L’admission des Comores à l’Organisation des Nations-Unies (Onu) fut le troisième combat mené par le Mouvement de libération nationale des Comores (Molinaco) après l’éveil des consciences du peuple comorien autour des idées d’indépendance et l’accession à l’indépendance, le 6 juillet 1975.A la fin des années 1960, la légitimité des actions du Molinaco ne fait aucun débat dans le pays. Le mouvement renforce sa popularité, jouit de la crédibilité nécessaire, consolide son assise et devient même un rempart contre toutes les idées révisionnistes potentielles et, surtout, les postures souvent ambiguës de certains acteurs politiques de l’époque.
Conscient des fragilités du pays, des volte-face de son élite politique et du vide laissé après l’indépendance, le Molinaco étend ses réseaux de soutien, met la pression sur la France et mène en coulisse des discussions avec des structures apparentées en Afrique de l’Est.

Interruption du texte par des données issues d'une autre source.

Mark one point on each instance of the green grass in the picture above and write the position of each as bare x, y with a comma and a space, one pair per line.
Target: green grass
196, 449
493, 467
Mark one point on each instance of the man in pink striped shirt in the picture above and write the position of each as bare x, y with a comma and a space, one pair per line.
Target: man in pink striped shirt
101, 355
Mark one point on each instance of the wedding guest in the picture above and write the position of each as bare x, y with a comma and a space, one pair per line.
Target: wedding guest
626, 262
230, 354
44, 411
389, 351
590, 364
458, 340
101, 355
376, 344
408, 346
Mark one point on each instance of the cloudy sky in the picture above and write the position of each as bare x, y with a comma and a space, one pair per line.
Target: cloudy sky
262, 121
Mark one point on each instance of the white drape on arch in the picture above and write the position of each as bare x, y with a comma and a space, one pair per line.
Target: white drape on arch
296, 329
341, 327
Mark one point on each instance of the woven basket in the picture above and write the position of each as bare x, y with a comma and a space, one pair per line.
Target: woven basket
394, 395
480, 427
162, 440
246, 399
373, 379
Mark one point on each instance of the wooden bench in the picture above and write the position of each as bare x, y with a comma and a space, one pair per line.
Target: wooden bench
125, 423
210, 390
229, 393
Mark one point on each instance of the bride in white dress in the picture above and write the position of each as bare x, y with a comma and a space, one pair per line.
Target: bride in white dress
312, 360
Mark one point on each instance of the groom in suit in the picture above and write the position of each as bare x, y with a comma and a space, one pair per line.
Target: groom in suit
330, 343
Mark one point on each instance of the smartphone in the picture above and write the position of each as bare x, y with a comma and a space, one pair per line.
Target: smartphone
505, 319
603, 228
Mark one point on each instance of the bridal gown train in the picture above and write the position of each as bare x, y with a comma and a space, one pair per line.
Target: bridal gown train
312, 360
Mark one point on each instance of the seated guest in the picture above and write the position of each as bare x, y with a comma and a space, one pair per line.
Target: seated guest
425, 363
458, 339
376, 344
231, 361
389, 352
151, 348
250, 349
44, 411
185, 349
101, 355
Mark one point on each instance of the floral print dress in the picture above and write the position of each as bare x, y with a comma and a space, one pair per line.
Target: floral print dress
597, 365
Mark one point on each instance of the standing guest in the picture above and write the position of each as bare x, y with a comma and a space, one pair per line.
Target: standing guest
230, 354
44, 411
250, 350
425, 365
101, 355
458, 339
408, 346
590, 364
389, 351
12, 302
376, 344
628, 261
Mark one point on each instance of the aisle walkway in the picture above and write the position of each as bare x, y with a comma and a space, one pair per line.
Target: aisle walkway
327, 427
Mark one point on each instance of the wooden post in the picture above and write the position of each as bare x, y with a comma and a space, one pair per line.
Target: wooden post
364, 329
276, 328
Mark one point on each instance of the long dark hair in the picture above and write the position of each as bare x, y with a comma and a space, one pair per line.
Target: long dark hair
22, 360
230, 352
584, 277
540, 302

Les leaders créent des antennes partout dans le monde, multiplient les rencontres à l’international, mobilisent les voix au sein de l’Organisation de l’Unité africaine (Oua, actuellement Union africaine (Ua) et fédèrent de nouvelles forces dans la region, à Madagascar et, surtout, en Tanzanie où les autorités restent plus que jamais mobilisées aux côtés du Molinaco.
Soutien du Groupe africain à l’Onu
Le mouvement a déjà gagné une première bataille en 1970 en obtenant l’inscription des Comores sur la liste des territoires «non autonomes». En Afrique de l’Est, le Molinaco avait le vent en poupe et obtient de l’Oua qu’elle réaffirme «son appui moral et matériel aux mouvements de libération des îles Comores et de la côte de Somalie dite française (Djibouti)» avant de «charger le groupe africain (à l’Onu, ndlr) de faire admettre les îles Comores au nombre des territoires non autonomes», peut-on lire dans un aide-mémoire de l’Oua.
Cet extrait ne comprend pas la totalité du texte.